Breaking down into tears, she says she is glad she does not own a gun.
“I was, and may be, ready to check out, because this isn’t the life I've ever had or wanted,” she said. “I have said to anybody who will listen to me that there are going to be an inordinate number of people who die from their own hands and not from coronavirus.”
U.S. Rep. Ted Deutch of Boca Raton for months has championed unemployed Floridians like Tunick and Adams — broke, frustrated and suffering — who call his office by the hundreds begging for help with the crippled unemployment system.

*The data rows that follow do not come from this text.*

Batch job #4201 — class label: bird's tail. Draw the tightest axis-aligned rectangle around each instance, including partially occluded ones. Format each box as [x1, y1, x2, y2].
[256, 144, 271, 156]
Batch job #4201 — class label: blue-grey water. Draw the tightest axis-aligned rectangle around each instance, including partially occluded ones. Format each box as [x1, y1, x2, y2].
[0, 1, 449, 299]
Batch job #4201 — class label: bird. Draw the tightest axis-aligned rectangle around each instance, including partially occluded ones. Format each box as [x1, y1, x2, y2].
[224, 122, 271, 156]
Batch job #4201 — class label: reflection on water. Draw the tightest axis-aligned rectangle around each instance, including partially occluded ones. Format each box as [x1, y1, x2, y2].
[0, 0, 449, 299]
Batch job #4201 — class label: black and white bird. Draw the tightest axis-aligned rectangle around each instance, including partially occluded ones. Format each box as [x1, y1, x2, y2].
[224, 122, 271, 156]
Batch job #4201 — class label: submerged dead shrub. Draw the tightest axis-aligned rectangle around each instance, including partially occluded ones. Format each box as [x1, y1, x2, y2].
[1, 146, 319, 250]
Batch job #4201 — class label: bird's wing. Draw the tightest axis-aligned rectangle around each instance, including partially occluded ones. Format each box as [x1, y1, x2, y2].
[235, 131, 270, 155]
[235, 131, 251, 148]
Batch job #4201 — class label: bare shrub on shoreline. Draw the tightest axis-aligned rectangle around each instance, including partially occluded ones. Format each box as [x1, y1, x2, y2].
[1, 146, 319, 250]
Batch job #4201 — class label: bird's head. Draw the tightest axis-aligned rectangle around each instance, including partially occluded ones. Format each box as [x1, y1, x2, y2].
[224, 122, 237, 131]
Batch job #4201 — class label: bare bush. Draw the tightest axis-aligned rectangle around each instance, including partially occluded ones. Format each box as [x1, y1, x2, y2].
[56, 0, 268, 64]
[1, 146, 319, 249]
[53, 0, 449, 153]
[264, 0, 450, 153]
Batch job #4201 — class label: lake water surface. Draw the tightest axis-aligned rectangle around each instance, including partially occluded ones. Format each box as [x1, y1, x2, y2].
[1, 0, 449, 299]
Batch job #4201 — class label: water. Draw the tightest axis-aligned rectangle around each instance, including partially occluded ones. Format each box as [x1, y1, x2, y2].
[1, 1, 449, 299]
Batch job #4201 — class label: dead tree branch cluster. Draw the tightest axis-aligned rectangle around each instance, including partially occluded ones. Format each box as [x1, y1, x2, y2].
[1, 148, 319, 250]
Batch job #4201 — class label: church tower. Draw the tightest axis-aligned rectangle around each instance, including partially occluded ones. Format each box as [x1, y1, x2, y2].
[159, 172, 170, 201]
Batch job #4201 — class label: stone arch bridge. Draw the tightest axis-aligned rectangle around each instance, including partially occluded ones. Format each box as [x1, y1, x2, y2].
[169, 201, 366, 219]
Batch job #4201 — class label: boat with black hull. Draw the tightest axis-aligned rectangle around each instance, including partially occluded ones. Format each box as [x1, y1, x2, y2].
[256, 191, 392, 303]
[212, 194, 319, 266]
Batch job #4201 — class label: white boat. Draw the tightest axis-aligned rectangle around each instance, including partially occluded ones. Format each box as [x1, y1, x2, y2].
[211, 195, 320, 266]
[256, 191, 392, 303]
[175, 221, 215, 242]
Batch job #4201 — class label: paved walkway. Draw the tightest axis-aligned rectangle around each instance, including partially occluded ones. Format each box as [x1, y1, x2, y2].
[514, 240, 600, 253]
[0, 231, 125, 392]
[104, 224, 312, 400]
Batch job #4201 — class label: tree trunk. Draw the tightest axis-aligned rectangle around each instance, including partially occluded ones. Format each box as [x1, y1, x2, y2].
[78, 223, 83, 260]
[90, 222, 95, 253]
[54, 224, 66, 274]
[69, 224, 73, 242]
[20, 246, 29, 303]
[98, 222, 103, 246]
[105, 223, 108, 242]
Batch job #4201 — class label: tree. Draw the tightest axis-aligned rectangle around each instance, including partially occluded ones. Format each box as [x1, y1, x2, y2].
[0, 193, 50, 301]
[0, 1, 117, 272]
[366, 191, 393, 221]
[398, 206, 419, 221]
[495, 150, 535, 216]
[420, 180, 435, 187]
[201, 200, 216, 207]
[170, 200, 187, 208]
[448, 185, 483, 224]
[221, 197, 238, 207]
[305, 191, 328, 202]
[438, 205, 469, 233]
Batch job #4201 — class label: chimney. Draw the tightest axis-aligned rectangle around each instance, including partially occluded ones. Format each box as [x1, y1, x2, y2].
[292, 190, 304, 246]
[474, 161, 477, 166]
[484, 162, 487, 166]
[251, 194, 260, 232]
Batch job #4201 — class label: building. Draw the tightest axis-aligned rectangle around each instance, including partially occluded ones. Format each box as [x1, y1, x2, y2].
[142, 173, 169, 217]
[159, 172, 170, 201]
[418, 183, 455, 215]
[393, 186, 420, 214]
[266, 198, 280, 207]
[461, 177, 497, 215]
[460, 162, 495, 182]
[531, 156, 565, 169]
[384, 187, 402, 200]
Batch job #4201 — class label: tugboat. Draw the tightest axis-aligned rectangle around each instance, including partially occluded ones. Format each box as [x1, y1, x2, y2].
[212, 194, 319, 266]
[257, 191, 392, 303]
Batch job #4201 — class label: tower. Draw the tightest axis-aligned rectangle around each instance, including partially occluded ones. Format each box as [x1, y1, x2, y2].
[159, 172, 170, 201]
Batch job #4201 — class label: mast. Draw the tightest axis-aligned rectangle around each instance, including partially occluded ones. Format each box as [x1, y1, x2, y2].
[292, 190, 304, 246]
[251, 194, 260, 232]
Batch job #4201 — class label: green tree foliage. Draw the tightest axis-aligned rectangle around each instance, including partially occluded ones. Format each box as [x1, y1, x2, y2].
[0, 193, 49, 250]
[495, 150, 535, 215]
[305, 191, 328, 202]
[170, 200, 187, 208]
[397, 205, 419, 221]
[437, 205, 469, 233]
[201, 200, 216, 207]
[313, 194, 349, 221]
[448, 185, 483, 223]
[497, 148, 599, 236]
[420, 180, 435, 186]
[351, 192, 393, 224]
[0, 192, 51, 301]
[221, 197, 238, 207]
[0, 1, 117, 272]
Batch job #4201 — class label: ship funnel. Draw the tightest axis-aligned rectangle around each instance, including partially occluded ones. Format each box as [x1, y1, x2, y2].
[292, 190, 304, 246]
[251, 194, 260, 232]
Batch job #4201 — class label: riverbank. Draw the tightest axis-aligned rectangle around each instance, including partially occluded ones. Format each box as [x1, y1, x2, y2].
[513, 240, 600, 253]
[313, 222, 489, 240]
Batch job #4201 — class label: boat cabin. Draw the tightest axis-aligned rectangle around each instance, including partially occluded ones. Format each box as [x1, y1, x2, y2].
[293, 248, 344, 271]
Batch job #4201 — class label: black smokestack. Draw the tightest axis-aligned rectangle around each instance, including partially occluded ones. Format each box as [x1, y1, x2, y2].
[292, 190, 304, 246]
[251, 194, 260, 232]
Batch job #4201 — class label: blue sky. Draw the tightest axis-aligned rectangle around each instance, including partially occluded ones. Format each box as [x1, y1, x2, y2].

“The enormity of this crisis and the staggering numbers that we talk about, whether its human loss or economic loss, sometimes obscures the fact that every single one of these numbers is a person,” he said. “And we can’t forget that.”
Despite months of calls, emails and letters to Governor Ron DeSantis, Deutch said he has received little response. He knows some people are desperate and urges anyone who is flailing emotionally to reach out for help.
“The main message is always you are not alone,” he said of resources statewide that can provide emergency food, housing and counseling. “The community wants to be there to help.”
DeSantis did not return a request from the Palm Beach Post to speak for this article.